1. Perfect Match in Test Set: The test set (X_test) might contain exactly the same anime titles that were used during training 
    (X_train). This situation can occur when the test set is not properly split or when there's data leakage (overlap) between 
    training and test data.
2. High Threshold for Relevance: If we are using a threshold to define relevant items (e.g., ratings above a certain value), and 
    all items in the test set exceed this threshold, then all recommendations would naturally match, resulting in perfect 
    scores.
3. Small Test Set: If our test set is very small, with only a few items, and all recommendations happen to perfectly match 
    those few items, it can lead to perfect scores.
    
##### Implications:

1. While perfect scores might initially seem desirable, they often indicate an unrealistic evaluation scenario. In real-world 
    scenarios, perfect matches are rare due to varying user preferences and the diversity of recommendations needed.
2. Perfect scores can mask issues such as overfitting to the test set or lack of diversity in recommendations.

##### Verification Steps:

1. Check Data Split: Ensure that our dataset is properly split into training (X_train, y_train) and test (X_test, y_test) sets. 
    There should be no overlap in anime titles between X_train and X_test.
2. Threshold Sensitivity: Review how we set the relevance threshold (e.g., rating threshold).

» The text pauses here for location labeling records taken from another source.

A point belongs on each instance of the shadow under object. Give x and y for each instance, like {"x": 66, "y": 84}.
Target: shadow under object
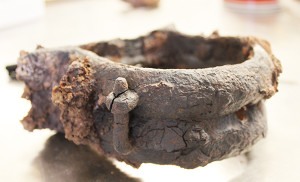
{"x": 64, "y": 161}
{"x": 164, "y": 98}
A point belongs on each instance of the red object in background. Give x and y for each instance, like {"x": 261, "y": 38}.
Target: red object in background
{"x": 253, "y": 6}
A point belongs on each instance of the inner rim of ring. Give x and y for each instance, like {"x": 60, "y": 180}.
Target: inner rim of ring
{"x": 171, "y": 50}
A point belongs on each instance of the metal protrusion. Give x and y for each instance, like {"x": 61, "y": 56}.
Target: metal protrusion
{"x": 120, "y": 102}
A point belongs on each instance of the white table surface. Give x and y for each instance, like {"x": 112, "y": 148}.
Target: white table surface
{"x": 274, "y": 159}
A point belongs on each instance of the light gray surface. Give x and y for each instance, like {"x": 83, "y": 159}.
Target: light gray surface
{"x": 273, "y": 159}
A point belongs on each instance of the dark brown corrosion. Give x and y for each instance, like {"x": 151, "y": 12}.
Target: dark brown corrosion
{"x": 205, "y": 105}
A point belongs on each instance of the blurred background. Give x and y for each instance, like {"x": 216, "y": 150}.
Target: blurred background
{"x": 29, "y": 156}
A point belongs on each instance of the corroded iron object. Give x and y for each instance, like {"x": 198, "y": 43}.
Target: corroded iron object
{"x": 165, "y": 98}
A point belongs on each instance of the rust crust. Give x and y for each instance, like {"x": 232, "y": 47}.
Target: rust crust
{"x": 163, "y": 98}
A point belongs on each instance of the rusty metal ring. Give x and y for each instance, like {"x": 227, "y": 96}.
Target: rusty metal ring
{"x": 184, "y": 117}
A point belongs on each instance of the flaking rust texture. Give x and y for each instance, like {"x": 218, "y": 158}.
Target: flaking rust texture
{"x": 164, "y": 98}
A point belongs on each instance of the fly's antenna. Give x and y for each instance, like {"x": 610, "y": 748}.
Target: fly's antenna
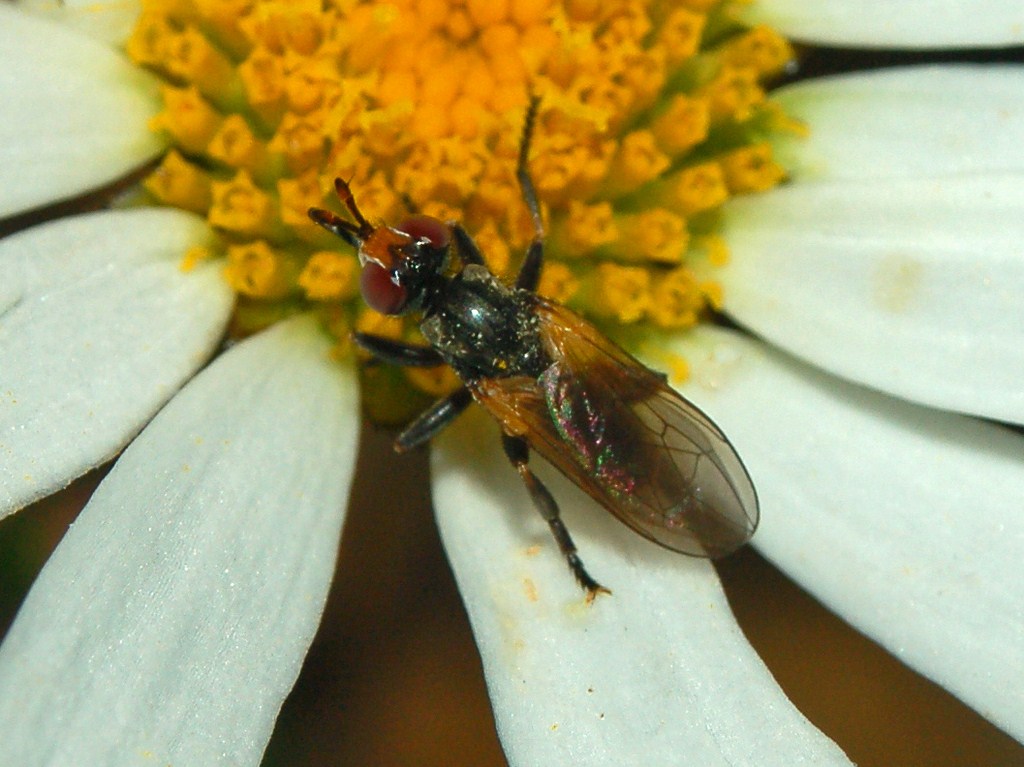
{"x": 525, "y": 182}
{"x": 353, "y": 233}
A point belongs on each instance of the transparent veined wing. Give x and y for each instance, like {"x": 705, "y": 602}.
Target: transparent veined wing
{"x": 632, "y": 442}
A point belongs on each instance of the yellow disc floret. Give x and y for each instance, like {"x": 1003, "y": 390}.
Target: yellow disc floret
{"x": 652, "y": 115}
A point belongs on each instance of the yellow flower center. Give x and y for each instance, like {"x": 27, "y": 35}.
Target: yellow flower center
{"x": 652, "y": 115}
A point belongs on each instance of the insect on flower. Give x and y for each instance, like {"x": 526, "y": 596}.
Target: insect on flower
{"x": 554, "y": 383}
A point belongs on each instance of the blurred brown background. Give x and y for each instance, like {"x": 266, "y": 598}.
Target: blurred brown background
{"x": 394, "y": 679}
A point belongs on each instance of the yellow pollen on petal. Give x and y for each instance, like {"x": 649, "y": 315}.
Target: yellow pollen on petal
{"x": 187, "y": 119}
{"x": 330, "y": 275}
{"x": 240, "y": 206}
{"x": 651, "y": 117}
{"x": 190, "y": 57}
{"x": 297, "y": 197}
{"x": 621, "y": 293}
{"x": 676, "y": 300}
{"x": 235, "y": 144}
{"x": 257, "y": 269}
{"x": 762, "y": 48}
{"x": 751, "y": 169}
{"x": 558, "y": 283}
{"x": 655, "y": 236}
{"x": 196, "y": 255}
{"x": 694, "y": 189}
{"x": 638, "y": 161}
{"x": 734, "y": 93}
{"x": 179, "y": 183}
{"x": 682, "y": 126}
{"x": 680, "y": 34}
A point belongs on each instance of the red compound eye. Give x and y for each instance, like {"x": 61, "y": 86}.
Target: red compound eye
{"x": 426, "y": 227}
{"x": 380, "y": 292}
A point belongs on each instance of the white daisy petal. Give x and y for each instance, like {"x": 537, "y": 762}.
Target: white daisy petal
{"x": 904, "y": 520}
{"x": 907, "y": 24}
{"x": 98, "y": 328}
{"x": 654, "y": 673}
{"x": 174, "y": 616}
{"x": 110, "y": 20}
{"x": 893, "y": 259}
{"x": 78, "y": 113}
{"x": 913, "y": 287}
{"x": 910, "y": 122}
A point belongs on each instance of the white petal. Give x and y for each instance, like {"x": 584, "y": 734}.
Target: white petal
{"x": 913, "y": 287}
{"x": 655, "y": 673}
{"x": 894, "y": 257}
{"x": 907, "y": 24}
{"x": 110, "y": 20}
{"x": 172, "y": 620}
{"x": 904, "y": 520}
{"x": 75, "y": 113}
{"x": 98, "y": 328}
{"x": 909, "y": 122}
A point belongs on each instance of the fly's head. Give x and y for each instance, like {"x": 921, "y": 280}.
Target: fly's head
{"x": 399, "y": 264}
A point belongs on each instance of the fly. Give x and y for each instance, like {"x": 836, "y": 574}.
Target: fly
{"x": 554, "y": 383}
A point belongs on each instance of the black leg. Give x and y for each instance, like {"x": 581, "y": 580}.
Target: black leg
{"x": 529, "y": 273}
{"x": 432, "y": 420}
{"x": 467, "y": 248}
{"x": 397, "y": 352}
{"x": 518, "y": 453}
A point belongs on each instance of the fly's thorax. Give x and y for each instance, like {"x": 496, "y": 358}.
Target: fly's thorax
{"x": 484, "y": 329}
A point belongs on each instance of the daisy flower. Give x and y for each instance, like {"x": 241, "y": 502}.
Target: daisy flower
{"x": 879, "y": 275}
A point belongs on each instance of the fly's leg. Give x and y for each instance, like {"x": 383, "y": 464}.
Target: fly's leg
{"x": 529, "y": 272}
{"x": 429, "y": 423}
{"x": 468, "y": 251}
{"x": 396, "y": 352}
{"x": 518, "y": 453}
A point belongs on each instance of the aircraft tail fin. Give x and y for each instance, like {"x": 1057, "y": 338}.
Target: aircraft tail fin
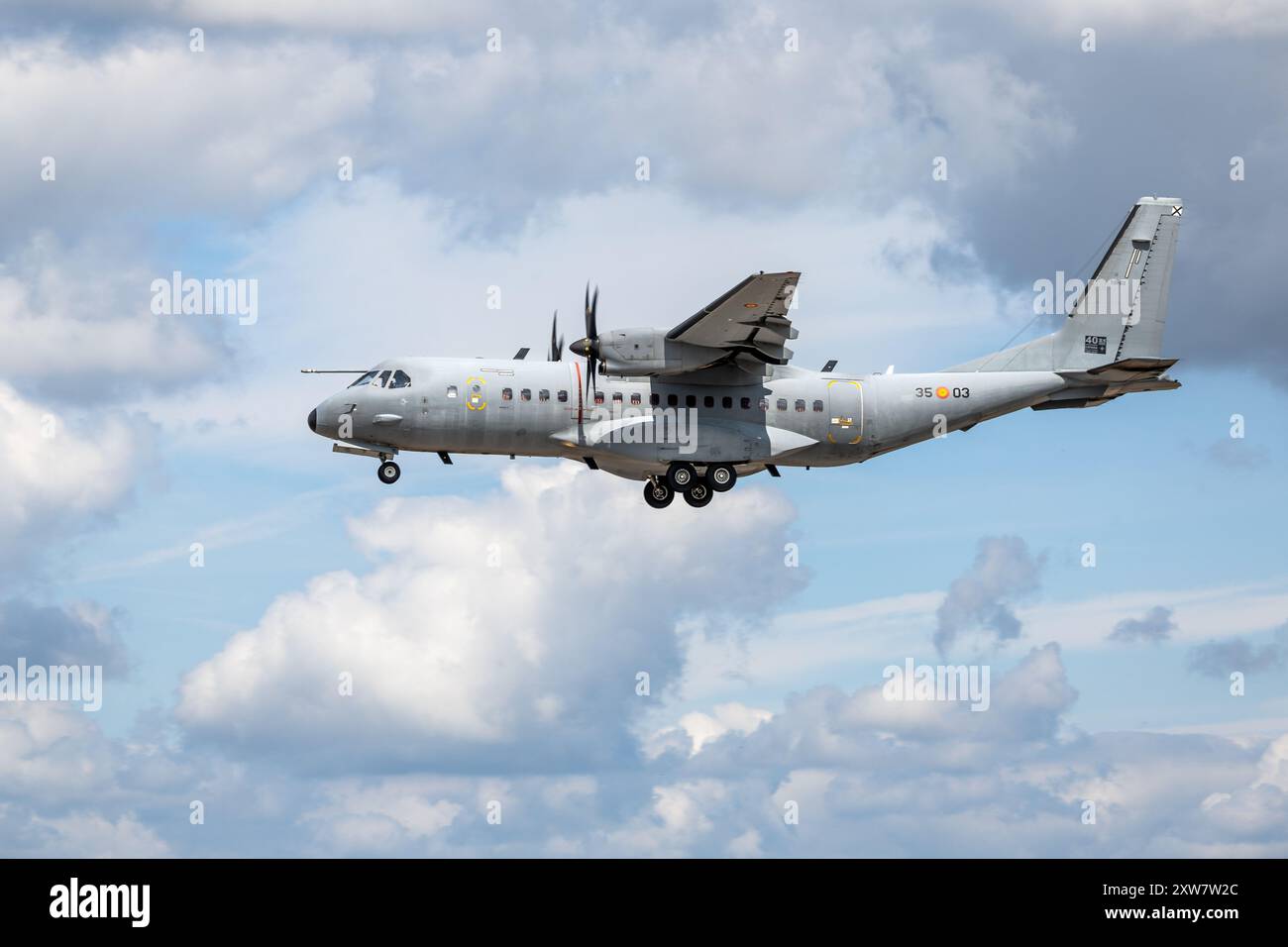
{"x": 1120, "y": 313}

Ensure it reflects realistic user 
    preferences and aligns with our test set (y_test).
3. Evaluate Diversity: Verify that our recommendation system is capable of recommending a diverse set of anime beyond what is 
    seen in the training or test sets.

##### Next Steps:

1. Expand Evaluation: Consider using additional evaluation metrics like coverage, diversity, or novelty to provide a more 
    comprehensive view of our recommendation system's performance.
2. Realistic Scenarios: Aim to simulate more realistic user behaviors and preferences in our evaluation setup to better assess 
    the effectiveness of our recommendation system.